Congratulations, average working women of the United States! After working an extra 102 days of this year, you have finally closed the gap between what the average man earned last year and what you did. Equal pay, at long last.
April 12 is the ironically named Equal Pay Day — the date symbolizes the extra days into the current year that a woman working full-time would have to labor in order to make as much as her male counterpart did the previous year. A frequently cited statistic is that women earn 79 cents for every man's dollar; breaking that down reveals other and sometimes wider disparities.
Asian-American women make 84 cents for every dollar that white men do -- better than the average working woman. But African-American women make 60 cents, while Hispanic women make barely over half what white men do, at just 55 cents for their every dollar.
The disparity is pretty much ubiquitous, but it's worse in some occupations than in others, median earnings data from the U.S. Census Bureau show. In 2014, women in business and finance on average made 76.4 percent of what their male colleagues did; female healthcare workers made 72 percent of their male coworkers' earnings — the disparity was even greater among physicians and surgeons, at 70.9 percent — and in sales jobs, the gap was especially wide, with women earning 63.5 percent of what men did.

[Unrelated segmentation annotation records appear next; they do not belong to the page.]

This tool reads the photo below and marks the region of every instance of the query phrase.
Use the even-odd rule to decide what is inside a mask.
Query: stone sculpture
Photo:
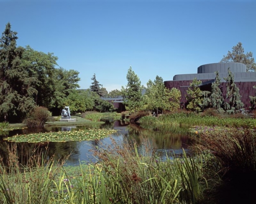
[[[69,106],[65,106],[61,110],[61,118],[60,121],[62,122],[75,122],[76,119],[72,119],[69,110]]]

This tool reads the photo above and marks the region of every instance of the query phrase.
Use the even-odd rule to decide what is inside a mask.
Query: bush
[[[219,117],[219,113],[218,112],[218,111],[216,110],[214,110],[213,108],[208,108],[204,110],[202,113],[201,115],[202,117],[205,116],[214,116]]]
[[[27,127],[29,128],[43,127],[51,116],[51,113],[46,108],[37,107],[30,112],[23,123],[26,123]]]
[[[130,117],[130,122],[131,123],[137,123],[139,120],[142,117],[150,115],[151,114],[146,111],[139,111],[131,115]]]

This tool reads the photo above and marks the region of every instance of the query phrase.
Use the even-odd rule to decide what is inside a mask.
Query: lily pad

— U.S. Census Bureau (@uscensusbureau) April 12, 2016
The non-holiday dates back to 1996, when the National Committee on Pay Equity held the first Equal Pay Day to generate public awareness about the gap between male and female wages.
This year, Equal Pay Day comes hot on the heels of a high-profile wage discrimination complaint filed last month by the U.S. women's national team against the U.S. Soccer organization. It pointed out that the top five players on the men's team earn an average of $406,000 every year. By comparison, the top five players on the far more successful women's team are guaranteed just $72,000 annually -- even though the women's team has been essential in driving revenue for U.S. Soccer, noted captain Carli Lloyd in an essay for the New York Times Monday.
"If I were a male soccer player who won a World Cup for the United States, my bonus would be $390,000. Because I am a female soccer player, the bonus I got for our World Cup victory last summer was $75,000," she wrote. "The inequality is jarring."
Why, in 2016, is the typical wage disparity as vast as 21 percent between men and women's earnings? Researchers cite a host of factors, from plain and simple gender discrimination to more controversial explanations, such as the idea that men and women choose different occupations or work different amounts of time. Yet even with those factors, the Third Way, a Democratic public policy group, has found that "there remains a gap that cannot be attributed to observable factors" and argued that even if factors like occupation or time in the office help explain the gap, better, equalizing government policies — mandated paid maternity leave, or increased child-care options — can help close it.
Curious to know how old you'll be when the gender pay gap is finally closed, based on current trajectories? The World Economic Forum has a Gender Gap Calculator that will tell you. Spoiler alert: If you're a U.S. citizen, it won't be in your lifetime.